With the opening of the 4th part of the exhibition cycle, EMST will have presented a total of 18 solo exhibitions, installations and works, highlighting the work of 40 artists of different ages and backgrounds, capturing with the plurality of their voices the intersectional feminism and the diversity of women’s experiences and identities, according to race and class. They reflect the hypothetical question posed by the curator Katerina Gregou, what would happen if the governance of the world had feminine characteristics? Would there be less violence? Would we observe more justice in governance? Would this mean the end of wars and armed conflicts and stalemates? Would human rights be on a better footing? Social issues are relevant to the global reality today.
Apart from the presentations of Tala Madani, Eva Stefani, Phyllida Barlow, in collaboration with NEON and the D.Daskalopoulos Collection, Bouchra Khalili, Susan Meiselas, Eleni Pitari-Pangalou and Bertille Bak, the exhibition “WOMEN, together” curated by Katerina Gregou and Eleni Koukos is a great juxtaposition of women’s voices.
The exhibition presents works from the EMST collection, including seven new acquisitions as well as the first presentation of a series of works from the donation of the D. Daskalopoulos Collection to the EMST, the most important and most generous donation in the Museum’s history. The presentation also includes an important, museum-quality work by Etel Adnan (Lebanon), which represents a new long-term loan to the Museum, courtesy of the Saradar Collection (Paris/ Beirut).
With the imposing projects of important female artists already on display such as Penny Siopis. Danae Anesiadou, and Chrysa Romanou coexist and intertwine in the new exhibitions: Tala Madani’s solo exhibition entitled Shitty disco curated by Iolis Tzanetakis, consists of a series of works inspired by cartoons and cinema, demonstrating gender violence and problematic relationships in the family.

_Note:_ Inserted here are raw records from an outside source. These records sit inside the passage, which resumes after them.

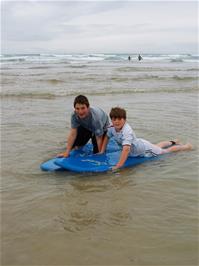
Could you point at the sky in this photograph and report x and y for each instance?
(99, 26)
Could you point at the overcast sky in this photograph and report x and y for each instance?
(99, 26)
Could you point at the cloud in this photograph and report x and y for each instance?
(98, 26)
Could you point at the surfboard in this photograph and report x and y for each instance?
(53, 164)
(98, 162)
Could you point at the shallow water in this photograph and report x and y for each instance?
(146, 215)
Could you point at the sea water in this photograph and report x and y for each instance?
(145, 215)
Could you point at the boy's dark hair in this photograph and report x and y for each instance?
(117, 112)
(81, 99)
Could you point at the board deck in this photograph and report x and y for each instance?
(53, 164)
(98, 162)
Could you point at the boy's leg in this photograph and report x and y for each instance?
(176, 148)
(83, 136)
(167, 143)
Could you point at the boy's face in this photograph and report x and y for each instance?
(81, 110)
(118, 123)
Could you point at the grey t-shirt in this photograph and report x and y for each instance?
(97, 121)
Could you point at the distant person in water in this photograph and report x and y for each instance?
(140, 57)
(86, 123)
(132, 146)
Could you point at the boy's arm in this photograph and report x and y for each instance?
(123, 157)
(104, 144)
(70, 141)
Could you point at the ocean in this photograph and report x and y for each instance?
(145, 215)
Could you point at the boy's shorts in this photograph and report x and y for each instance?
(151, 149)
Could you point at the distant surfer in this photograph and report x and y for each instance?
(140, 57)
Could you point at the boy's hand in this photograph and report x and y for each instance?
(116, 167)
(63, 154)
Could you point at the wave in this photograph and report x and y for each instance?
(71, 58)
(106, 91)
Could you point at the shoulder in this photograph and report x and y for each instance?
(127, 128)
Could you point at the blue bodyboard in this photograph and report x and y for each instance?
(53, 164)
(98, 162)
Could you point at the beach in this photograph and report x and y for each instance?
(145, 215)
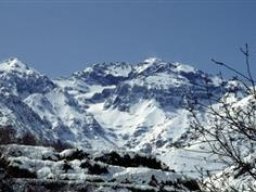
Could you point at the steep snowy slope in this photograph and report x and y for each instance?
(140, 107)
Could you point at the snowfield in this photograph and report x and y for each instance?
(84, 131)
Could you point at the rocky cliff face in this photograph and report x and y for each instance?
(116, 106)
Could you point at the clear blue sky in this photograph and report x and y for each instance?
(60, 37)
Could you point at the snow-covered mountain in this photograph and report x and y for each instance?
(115, 106)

In Eva Stefani’s “The Luminous Cave“, curated by Stamatis Schizakis, the viewer witnesses an archive material from abandoned private and public buildings, hospitals, institutions and offices. The artist searches for hidden elements of her family history as well as unseen aspects of Greek history, such as the Greek Civil War and themes intertwined with illness and hospitalization.
The monumental sculptural installation by the British artist Phyllida Barlow (1944-2023) from the D.Daskalopoulos Collection, curated by Tina Pandi, reveals the artist’s inspiration from her contemporary urban environment. By using, as early as the late 1960s, unconventional, low-value materials such as cardboard, cement, plywood, plaster and fabric, arranged in large-scale three-dimensional “sculptural collages”, she examines the concepts of decay and existence anew.
Similarly, in the exhibition ‘Lanternists and Typographers‘ – her first solo exhibition curated by Daphne Vitalis – the Franco-Moroccan artist Bouchra Khalili uses complex narrative strategies and reflective visual and sonic forms to explore the self-activity and the way in which members of communities that the archetypal national state condemns to obscurity represent themselves. Also, communities in cities and the everyday life experienced by children in the mining industries of various cities around the world: Bolivia, India, Thailand, Indonesia and Madagascar is presented in the work of French artist Bertille Bak.
And the work of Susan Meiselas, the influential international documentary photographer, who has been the president of the Magnum Foundation and a member of Magnum Photos since 1976, has for almost five decades been documenting burning social and political issues on a global level while raising key questions about the practice of photography.
The great presentation of women is completed with the Unknown Drawings by Eleni Pitari-Pangalou, curated by Anna Mykoniati. A painter who took as her starting point the impulses of Parthenis’ teaching, she created in the 1960s and 1970s a set of highly original black and white drawings (ink on paper) that move in the realm of the imaginary, psychic insight and metaphysical concerns.
The great tour of the artistic worlds of great women artists is completed with the inclusive ‘female’ curatorial perspective that is part of the Daskalopoulos collection thanks to the exhibition “WOMEN, together“:
Works by artists such as Helen Appel, Etel Adna, Tracey Moffat, Gillian Wearing, Maria Loyzidou, Eleni Mylonas, Paki Vlassopoulou, Agnieska Polska and Eleni Kamma define a dialectical, museum-like dimension in the connection between femininity and society and the ideological practices and feminist strategies that they are called upon to explore conceptually through their visual art.